I don't think the people responsible really care about gender equality. If they did then they would have checked their facts,

I think that kind of is No True Scotsman, because it's an unreasonable conflation of two attributes ('really caring about x' and 'being careful with sourcing in debate/arguments'). I know lots of people who care deeply about various causes but are terrible about research, sourcing and verification in general. And some people might care deeply about a cause but do damage to it by being involved (deeply unpleasant so that nobody wants to work with them and the volunteer group falls apart, that kind of thing). Level of caring is not, in my opinion, strongly correlated with a person's value as an advocate :)

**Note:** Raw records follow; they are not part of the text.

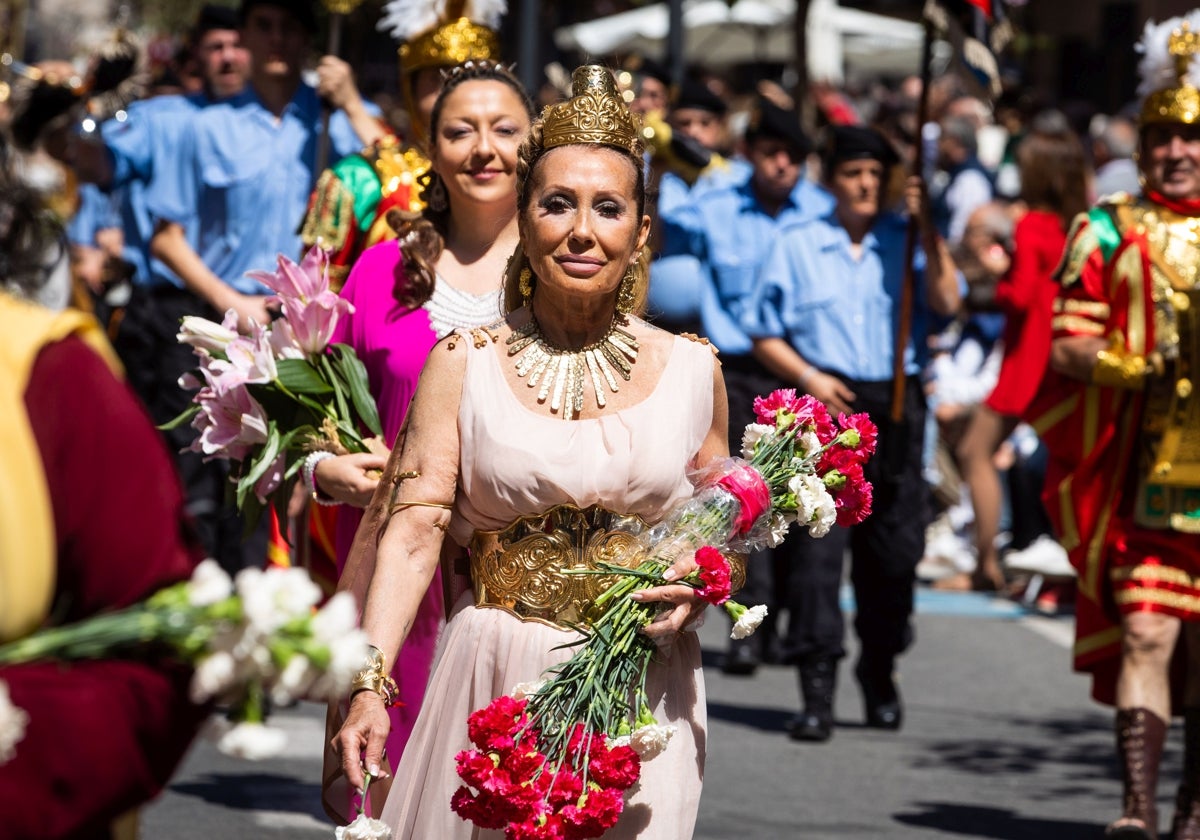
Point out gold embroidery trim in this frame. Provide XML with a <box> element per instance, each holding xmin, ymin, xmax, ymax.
<box><xmin>1112</xmin><ymin>563</ymin><xmax>1197</xmax><ymax>587</ymax></box>
<box><xmin>1114</xmin><ymin>586</ymin><xmax>1200</xmax><ymax>613</ymax></box>
<box><xmin>1055</xmin><ymin>299</ymin><xmax>1111</xmax><ymax>319</ymax></box>
<box><xmin>1052</xmin><ymin>314</ymin><xmax>1106</xmax><ymax>336</ymax></box>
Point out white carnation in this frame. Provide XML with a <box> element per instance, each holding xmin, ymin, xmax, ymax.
<box><xmin>806</xmin><ymin>484</ymin><xmax>837</xmax><ymax>539</ymax></box>
<box><xmin>740</xmin><ymin>423</ymin><xmax>776</xmax><ymax>459</ymax></box>
<box><xmin>628</xmin><ymin>723</ymin><xmax>677</xmax><ymax>761</ymax></box>
<box><xmin>335</xmin><ymin>813</ymin><xmax>393</xmax><ymax>840</ymax></box>
<box><xmin>308</xmin><ymin>629</ymin><xmax>370</xmax><ymax>701</ymax></box>
<box><xmin>190</xmin><ymin>650</ymin><xmax>238</xmax><ymax>703</ymax></box>
<box><xmin>789</xmin><ymin>473</ymin><xmax>837</xmax><ymax>538</ymax></box>
<box><xmin>731</xmin><ymin>604</ymin><xmax>769</xmax><ymax>640</ymax></box>
<box><xmin>187</xmin><ymin>559</ymin><xmax>234</xmax><ymax>607</ymax></box>
<box><xmin>765</xmin><ymin>511</ymin><xmax>791</xmax><ymax>548</ymax></box>
<box><xmin>510</xmin><ymin>680</ymin><xmax>547</xmax><ymax>700</ymax></box>
<box><xmin>236</xmin><ymin>566</ymin><xmax>322</xmax><ymax>633</ymax></box>
<box><xmin>798</xmin><ymin>431</ymin><xmax>823</xmax><ymax>459</ymax></box>
<box><xmin>215</xmin><ymin>721</ymin><xmax>288</xmax><ymax>760</ymax></box>
<box><xmin>270</xmin><ymin>654</ymin><xmax>317</xmax><ymax>706</ymax></box>
<box><xmin>311</xmin><ymin>591</ymin><xmax>359</xmax><ymax>642</ymax></box>
<box><xmin>0</xmin><ymin>680</ymin><xmax>28</xmax><ymax>765</ymax></box>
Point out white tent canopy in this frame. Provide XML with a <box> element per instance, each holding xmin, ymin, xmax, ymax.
<box><xmin>554</xmin><ymin>0</ymin><xmax>924</xmax><ymax>83</ymax></box>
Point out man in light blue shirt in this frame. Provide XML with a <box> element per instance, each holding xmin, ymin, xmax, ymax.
<box><xmin>150</xmin><ymin>0</ymin><xmax>379</xmax><ymax>331</ymax></box>
<box><xmin>654</xmin><ymin>97</ymin><xmax>832</xmax><ymax>675</ymax></box>
<box><xmin>743</xmin><ymin>125</ymin><xmax>960</xmax><ymax>742</ymax></box>
<box><xmin>141</xmin><ymin>0</ymin><xmax>378</xmax><ymax>573</ymax></box>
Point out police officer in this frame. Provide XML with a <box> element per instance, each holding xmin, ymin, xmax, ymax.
<box><xmin>742</xmin><ymin>126</ymin><xmax>960</xmax><ymax>740</ymax></box>
<box><xmin>655</xmin><ymin>97</ymin><xmax>832</xmax><ymax>673</ymax></box>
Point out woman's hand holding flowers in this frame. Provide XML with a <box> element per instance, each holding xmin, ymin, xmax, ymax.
<box><xmin>336</xmin><ymin>689</ymin><xmax>393</xmax><ymax>792</ymax></box>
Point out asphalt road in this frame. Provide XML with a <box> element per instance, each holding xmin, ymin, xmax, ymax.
<box><xmin>141</xmin><ymin>589</ymin><xmax>1145</xmax><ymax>839</ymax></box>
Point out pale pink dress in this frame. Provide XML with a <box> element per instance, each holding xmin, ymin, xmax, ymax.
<box><xmin>381</xmin><ymin>331</ymin><xmax>715</xmax><ymax>839</ymax></box>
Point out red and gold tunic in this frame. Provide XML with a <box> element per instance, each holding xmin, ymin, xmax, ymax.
<box><xmin>1030</xmin><ymin>191</ymin><xmax>1200</xmax><ymax>705</ymax></box>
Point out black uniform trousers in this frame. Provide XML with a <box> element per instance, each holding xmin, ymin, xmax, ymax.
<box><xmin>112</xmin><ymin>284</ymin><xmax>268</xmax><ymax>574</ymax></box>
<box><xmin>777</xmin><ymin>373</ymin><xmax>929</xmax><ymax>670</ymax></box>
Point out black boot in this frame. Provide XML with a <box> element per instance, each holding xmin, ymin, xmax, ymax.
<box><xmin>721</xmin><ymin>638</ymin><xmax>759</xmax><ymax>676</ymax></box>
<box><xmin>1171</xmin><ymin>707</ymin><xmax>1200</xmax><ymax>840</ymax></box>
<box><xmin>855</xmin><ymin>657</ymin><xmax>903</xmax><ymax>730</ymax></box>
<box><xmin>1105</xmin><ymin>707</ymin><xmax>1165</xmax><ymax>839</ymax></box>
<box><xmin>788</xmin><ymin>657</ymin><xmax>837</xmax><ymax>742</ymax></box>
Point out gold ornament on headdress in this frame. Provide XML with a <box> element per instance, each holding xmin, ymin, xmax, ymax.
<box><xmin>401</xmin><ymin>17</ymin><xmax>499</xmax><ymax>72</ymax></box>
<box><xmin>1142</xmin><ymin>21</ymin><xmax>1200</xmax><ymax>125</ymax></box>
<box><xmin>541</xmin><ymin>65</ymin><xmax>645</xmax><ymax>158</ymax></box>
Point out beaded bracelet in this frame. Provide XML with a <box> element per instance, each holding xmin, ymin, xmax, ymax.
<box><xmin>302</xmin><ymin>450</ymin><xmax>338</xmax><ymax>505</ymax></box>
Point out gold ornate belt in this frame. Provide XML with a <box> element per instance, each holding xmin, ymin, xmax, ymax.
<box><xmin>468</xmin><ymin>504</ymin><xmax>650</xmax><ymax>630</ymax></box>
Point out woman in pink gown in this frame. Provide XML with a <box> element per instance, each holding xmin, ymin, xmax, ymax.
<box><xmin>309</xmin><ymin>61</ymin><xmax>534</xmax><ymax>780</ymax></box>
<box><xmin>336</xmin><ymin>65</ymin><xmax>730</xmax><ymax>839</ymax></box>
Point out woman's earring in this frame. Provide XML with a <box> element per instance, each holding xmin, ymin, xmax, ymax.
<box><xmin>518</xmin><ymin>267</ymin><xmax>534</xmax><ymax>303</ymax></box>
<box><xmin>616</xmin><ymin>267</ymin><xmax>636</xmax><ymax>314</ymax></box>
<box><xmin>429</xmin><ymin>176</ymin><xmax>448</xmax><ymax>212</ymax></box>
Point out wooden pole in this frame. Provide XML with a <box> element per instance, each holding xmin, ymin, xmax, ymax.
<box><xmin>889</xmin><ymin>17</ymin><xmax>934</xmax><ymax>424</ymax></box>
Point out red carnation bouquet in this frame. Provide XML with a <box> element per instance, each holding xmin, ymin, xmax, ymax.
<box><xmin>451</xmin><ymin>390</ymin><xmax>877</xmax><ymax>838</ymax></box>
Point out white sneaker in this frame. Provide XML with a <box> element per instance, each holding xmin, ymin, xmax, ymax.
<box><xmin>1003</xmin><ymin>535</ymin><xmax>1075</xmax><ymax>579</ymax></box>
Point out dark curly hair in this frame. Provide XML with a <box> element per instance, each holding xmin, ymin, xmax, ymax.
<box><xmin>0</xmin><ymin>130</ymin><xmax>66</xmax><ymax>298</ymax></box>
<box><xmin>385</xmin><ymin>60</ymin><xmax>534</xmax><ymax>310</ymax></box>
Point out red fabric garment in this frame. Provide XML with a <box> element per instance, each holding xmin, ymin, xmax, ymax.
<box><xmin>0</xmin><ymin>337</ymin><xmax>207</xmax><ymax>839</ymax></box>
<box><xmin>1026</xmin><ymin>202</ymin><xmax>1158</xmax><ymax>707</ymax></box>
<box><xmin>984</xmin><ymin>210</ymin><xmax>1067</xmax><ymax>417</ymax></box>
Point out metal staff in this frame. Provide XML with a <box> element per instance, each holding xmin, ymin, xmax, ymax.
<box><xmin>314</xmin><ymin>0</ymin><xmax>364</xmax><ymax>183</ymax></box>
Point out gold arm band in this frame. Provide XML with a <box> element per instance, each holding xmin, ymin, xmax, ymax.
<box><xmin>389</xmin><ymin>501</ymin><xmax>454</xmax><ymax>515</ymax></box>
<box><xmin>349</xmin><ymin>645</ymin><xmax>399</xmax><ymax>706</ymax></box>
<box><xmin>726</xmin><ymin>553</ymin><xmax>748</xmax><ymax>595</ymax></box>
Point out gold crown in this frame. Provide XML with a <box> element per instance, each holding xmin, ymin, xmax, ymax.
<box><xmin>1143</xmin><ymin>21</ymin><xmax>1200</xmax><ymax>125</ymax></box>
<box><xmin>541</xmin><ymin>65</ymin><xmax>644</xmax><ymax>158</ymax></box>
<box><xmin>400</xmin><ymin>17</ymin><xmax>499</xmax><ymax>74</ymax></box>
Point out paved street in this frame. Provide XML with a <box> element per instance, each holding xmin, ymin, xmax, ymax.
<box><xmin>142</xmin><ymin>589</ymin><xmax>1147</xmax><ymax>839</ymax></box>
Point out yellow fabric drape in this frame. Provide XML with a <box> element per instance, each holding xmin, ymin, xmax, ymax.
<box><xmin>0</xmin><ymin>292</ymin><xmax>122</xmax><ymax>642</ymax></box>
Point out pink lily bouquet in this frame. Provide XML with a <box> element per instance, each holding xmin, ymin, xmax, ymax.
<box><xmin>165</xmin><ymin>246</ymin><xmax>380</xmax><ymax>527</ymax></box>
<box><xmin>451</xmin><ymin>390</ymin><xmax>877</xmax><ymax>839</ymax></box>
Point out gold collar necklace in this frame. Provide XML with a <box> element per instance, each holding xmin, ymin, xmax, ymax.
<box><xmin>505</xmin><ymin>312</ymin><xmax>639</xmax><ymax>419</ymax></box>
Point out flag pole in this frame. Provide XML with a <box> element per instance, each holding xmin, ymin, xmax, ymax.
<box><xmin>889</xmin><ymin>15</ymin><xmax>935</xmax><ymax>425</ymax></box>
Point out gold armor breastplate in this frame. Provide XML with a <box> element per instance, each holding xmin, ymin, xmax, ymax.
<box><xmin>1123</xmin><ymin>205</ymin><xmax>1200</xmax><ymax>528</ymax></box>
<box><xmin>469</xmin><ymin>505</ymin><xmax>649</xmax><ymax>629</ymax></box>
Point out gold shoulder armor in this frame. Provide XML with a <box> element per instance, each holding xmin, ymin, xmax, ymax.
<box><xmin>372</xmin><ymin>140</ymin><xmax>431</xmax><ymax>213</ymax></box>
<box><xmin>679</xmin><ymin>332</ymin><xmax>719</xmax><ymax>355</ymax></box>
<box><xmin>1056</xmin><ymin>211</ymin><xmax>1100</xmax><ymax>289</ymax></box>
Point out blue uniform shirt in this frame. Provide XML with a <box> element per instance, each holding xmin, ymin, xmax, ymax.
<box><xmin>67</xmin><ymin>183</ymin><xmax>120</xmax><ymax>247</ymax></box>
<box><xmin>104</xmin><ymin>93</ymin><xmax>207</xmax><ymax>288</ymax></box>
<box><xmin>148</xmin><ymin>83</ymin><xmax>371</xmax><ymax>294</ymax></box>
<box><xmin>742</xmin><ymin>211</ymin><xmax>937</xmax><ymax>380</ymax></box>
<box><xmin>658</xmin><ymin>176</ymin><xmax>834</xmax><ymax>355</ymax></box>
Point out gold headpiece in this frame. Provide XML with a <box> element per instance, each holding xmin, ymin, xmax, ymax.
<box><xmin>400</xmin><ymin>17</ymin><xmax>500</xmax><ymax>73</ymax></box>
<box><xmin>1139</xmin><ymin>17</ymin><xmax>1200</xmax><ymax>125</ymax></box>
<box><xmin>379</xmin><ymin>0</ymin><xmax>503</xmax><ymax>74</ymax></box>
<box><xmin>541</xmin><ymin>65</ymin><xmax>644</xmax><ymax>159</ymax></box>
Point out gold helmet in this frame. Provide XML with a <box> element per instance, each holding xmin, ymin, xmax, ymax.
<box><xmin>378</xmin><ymin>0</ymin><xmax>503</xmax><ymax>76</ymax></box>
<box><xmin>1137</xmin><ymin>12</ymin><xmax>1200</xmax><ymax>125</ymax></box>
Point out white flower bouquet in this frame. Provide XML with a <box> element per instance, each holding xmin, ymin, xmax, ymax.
<box><xmin>0</xmin><ymin>560</ymin><xmax>368</xmax><ymax>765</ymax></box>
<box><xmin>163</xmin><ymin>246</ymin><xmax>381</xmax><ymax>527</ymax></box>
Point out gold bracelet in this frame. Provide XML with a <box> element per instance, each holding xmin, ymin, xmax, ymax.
<box><xmin>350</xmin><ymin>645</ymin><xmax>399</xmax><ymax>706</ymax></box>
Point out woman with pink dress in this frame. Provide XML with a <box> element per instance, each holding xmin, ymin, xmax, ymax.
<box><xmin>308</xmin><ymin>61</ymin><xmax>534</xmax><ymax>811</ymax></box>
<box><xmin>335</xmin><ymin>65</ymin><xmax>728</xmax><ymax>838</ymax></box>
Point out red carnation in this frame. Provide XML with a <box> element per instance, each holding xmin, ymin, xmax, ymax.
<box><xmin>509</xmin><ymin>813</ymin><xmax>567</xmax><ymax>840</ymax></box>
<box><xmin>753</xmin><ymin>388</ymin><xmax>803</xmax><ymax>425</ymax></box>
<box><xmin>692</xmin><ymin>545</ymin><xmax>733</xmax><ymax>606</ymax></box>
<box><xmin>794</xmin><ymin>394</ymin><xmax>836</xmax><ymax>442</ymax></box>
<box><xmin>562</xmin><ymin>786</ymin><xmax>626</xmax><ymax>839</ymax></box>
<box><xmin>836</xmin><ymin>412</ymin><xmax>878</xmax><ymax>461</ymax></box>
<box><xmin>587</xmin><ymin>741</ymin><xmax>641</xmax><ymax>790</ymax></box>
<box><xmin>832</xmin><ymin>464</ymin><xmax>873</xmax><ymax>526</ymax></box>
<box><xmin>451</xmin><ymin>786</ymin><xmax>511</xmax><ymax>830</ymax></box>
<box><xmin>467</xmin><ymin>695</ymin><xmax>528</xmax><ymax>751</ymax></box>
<box><xmin>818</xmin><ymin>444</ymin><xmax>858</xmax><ymax>475</ymax></box>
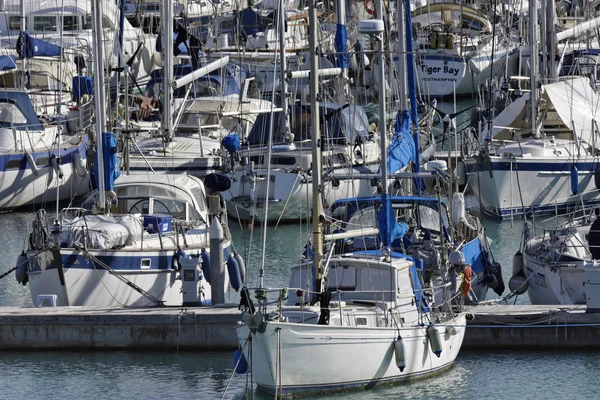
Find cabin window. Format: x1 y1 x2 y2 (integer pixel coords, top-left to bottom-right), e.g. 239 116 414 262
35 156 48 167
0 103 27 124
152 199 186 219
327 266 356 291
62 16 79 31
190 187 207 214
32 16 57 32
8 16 20 30
141 258 151 270
418 205 441 232
6 159 22 169
360 268 391 291
355 317 367 326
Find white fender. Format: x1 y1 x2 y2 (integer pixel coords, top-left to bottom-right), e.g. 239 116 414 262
72 151 88 177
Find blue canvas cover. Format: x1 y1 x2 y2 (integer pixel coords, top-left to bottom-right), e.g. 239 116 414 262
0 55 16 71
72 76 93 100
0 91 43 130
334 24 350 69
16 32 61 58
388 110 416 174
92 132 120 191
377 194 409 247
461 237 486 275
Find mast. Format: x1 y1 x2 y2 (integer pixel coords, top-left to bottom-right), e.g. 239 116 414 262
529 0 537 136
162 0 174 141
335 0 349 99
92 0 107 210
404 0 421 193
277 0 289 136
309 0 324 294
396 0 407 109
55 0 66 218
377 0 388 202
19 0 25 89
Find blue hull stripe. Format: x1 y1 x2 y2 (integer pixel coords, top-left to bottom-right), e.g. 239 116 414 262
465 160 599 173
0 138 88 172
29 247 232 272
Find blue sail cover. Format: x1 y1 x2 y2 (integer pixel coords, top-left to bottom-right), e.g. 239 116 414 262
92 132 120 191
377 194 409 247
334 24 350 68
16 32 61 58
404 0 421 177
388 110 416 173
0 55 16 71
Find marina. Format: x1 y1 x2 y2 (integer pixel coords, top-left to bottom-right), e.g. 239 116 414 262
0 0 600 396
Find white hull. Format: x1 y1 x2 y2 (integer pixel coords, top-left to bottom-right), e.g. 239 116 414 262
409 47 518 97
523 254 587 305
28 263 185 307
224 168 378 222
26 248 229 307
465 156 600 218
0 154 89 210
236 314 466 396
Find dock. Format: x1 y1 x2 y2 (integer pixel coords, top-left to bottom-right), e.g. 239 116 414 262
463 304 598 349
0 304 599 350
0 305 240 350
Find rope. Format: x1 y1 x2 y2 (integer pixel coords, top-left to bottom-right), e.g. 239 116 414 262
274 172 302 230
75 245 165 306
0 266 18 280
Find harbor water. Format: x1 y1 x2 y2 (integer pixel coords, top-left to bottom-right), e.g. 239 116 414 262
0 208 585 399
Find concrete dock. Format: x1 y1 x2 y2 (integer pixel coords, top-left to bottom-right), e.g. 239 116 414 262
0 304 240 350
0 304 599 350
463 304 597 349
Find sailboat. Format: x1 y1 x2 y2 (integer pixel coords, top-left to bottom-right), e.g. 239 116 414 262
17 0 237 307
234 2 466 395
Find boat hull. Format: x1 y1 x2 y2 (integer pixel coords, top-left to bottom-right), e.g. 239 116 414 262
235 314 466 396
225 167 378 222
465 157 600 218
26 246 230 307
523 253 587 305
0 142 89 210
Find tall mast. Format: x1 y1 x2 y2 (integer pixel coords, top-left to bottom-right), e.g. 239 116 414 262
278 0 288 135
377 0 388 200
19 0 25 89
396 0 407 109
529 0 537 136
162 0 174 141
92 0 106 210
335 0 349 99
309 0 324 294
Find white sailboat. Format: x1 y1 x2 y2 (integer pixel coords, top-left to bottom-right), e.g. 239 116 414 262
234 3 465 395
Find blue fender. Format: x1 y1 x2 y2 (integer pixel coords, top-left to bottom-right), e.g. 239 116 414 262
227 254 242 292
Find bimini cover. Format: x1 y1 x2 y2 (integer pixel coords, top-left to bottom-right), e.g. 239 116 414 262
16 32 61 58
59 215 143 250
542 77 600 149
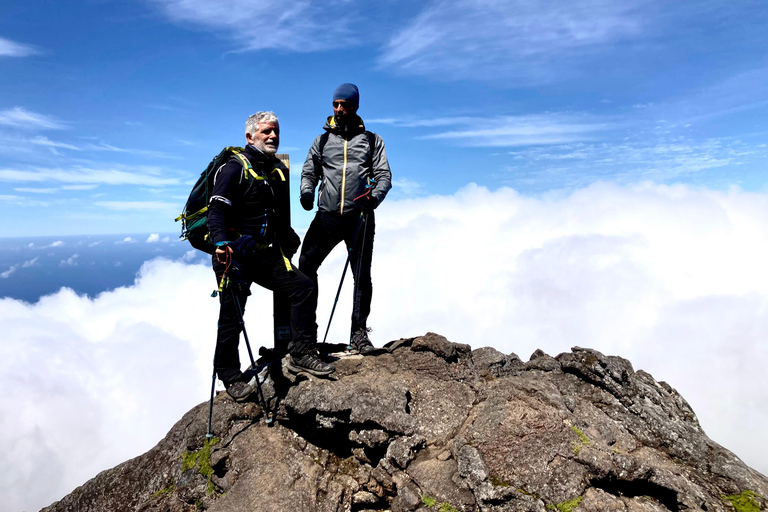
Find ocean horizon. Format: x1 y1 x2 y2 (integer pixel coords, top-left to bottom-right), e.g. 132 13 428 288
0 233 203 303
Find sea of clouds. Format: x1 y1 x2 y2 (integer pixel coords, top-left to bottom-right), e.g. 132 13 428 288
3 181 768 512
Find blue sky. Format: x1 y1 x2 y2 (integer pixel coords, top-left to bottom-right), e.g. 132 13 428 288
1 0 767 237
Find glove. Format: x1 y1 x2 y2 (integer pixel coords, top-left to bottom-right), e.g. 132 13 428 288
359 192 378 211
300 191 314 211
227 235 257 258
280 229 301 258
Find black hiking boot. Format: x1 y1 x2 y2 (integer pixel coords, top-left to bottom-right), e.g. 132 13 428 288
350 327 375 355
225 379 255 402
287 350 336 377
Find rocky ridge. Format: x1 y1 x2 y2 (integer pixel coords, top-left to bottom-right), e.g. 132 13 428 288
42 333 767 512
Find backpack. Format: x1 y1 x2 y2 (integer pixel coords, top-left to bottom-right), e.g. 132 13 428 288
175 147 254 254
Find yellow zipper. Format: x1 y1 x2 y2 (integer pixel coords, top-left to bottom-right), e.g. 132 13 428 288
340 138 348 214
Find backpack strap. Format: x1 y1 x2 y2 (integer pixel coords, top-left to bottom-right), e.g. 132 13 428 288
365 130 376 174
317 130 376 172
230 150 269 182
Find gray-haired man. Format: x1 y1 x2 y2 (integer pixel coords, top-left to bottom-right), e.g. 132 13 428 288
209 111 335 401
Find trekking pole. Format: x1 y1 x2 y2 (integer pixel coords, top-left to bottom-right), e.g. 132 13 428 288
321 211 366 344
350 212 370 348
232 291 256 368
206 346 217 438
232 288 273 424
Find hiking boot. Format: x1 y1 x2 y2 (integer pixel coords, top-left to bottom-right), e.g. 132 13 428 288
287 350 336 377
225 379 255 402
350 327 375 355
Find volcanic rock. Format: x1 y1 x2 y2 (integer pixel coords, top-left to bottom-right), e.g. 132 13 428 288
41 333 768 512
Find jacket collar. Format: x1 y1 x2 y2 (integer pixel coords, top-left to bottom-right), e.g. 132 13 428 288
325 115 365 136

"Equality" movements are doomed to fail. I don't believe that in a perfectly fair world, men and women would equally participate in every profession. If you focus too much on outcome you are taking on an impossible task.

What's important is fairness and equality of opportunity.


Well, not really. There are plenty of equality movements that have been quite successful.

But the real point is that if we believe that jobs will be more technical in nature and that deeper knowledge of technology and coding will be required, maybe we should be concerned with the current ratio. Thus we not only create a skills divide, but one that grows into an economic divide as the better paying jobs are technology jobs. Maybe this is an "equality" movement worth putting some energy into.


I don't think The Information comes out of this looking bad at all. I think that PG was being somewhat disingenuous in "What I Didn't Say".

Read http://jessicalessin.com/2013/12/31/on-the-information-and-h...

and the things I wrote elsewhere on this thread.

ValleyWag comes out looking terrible, of course.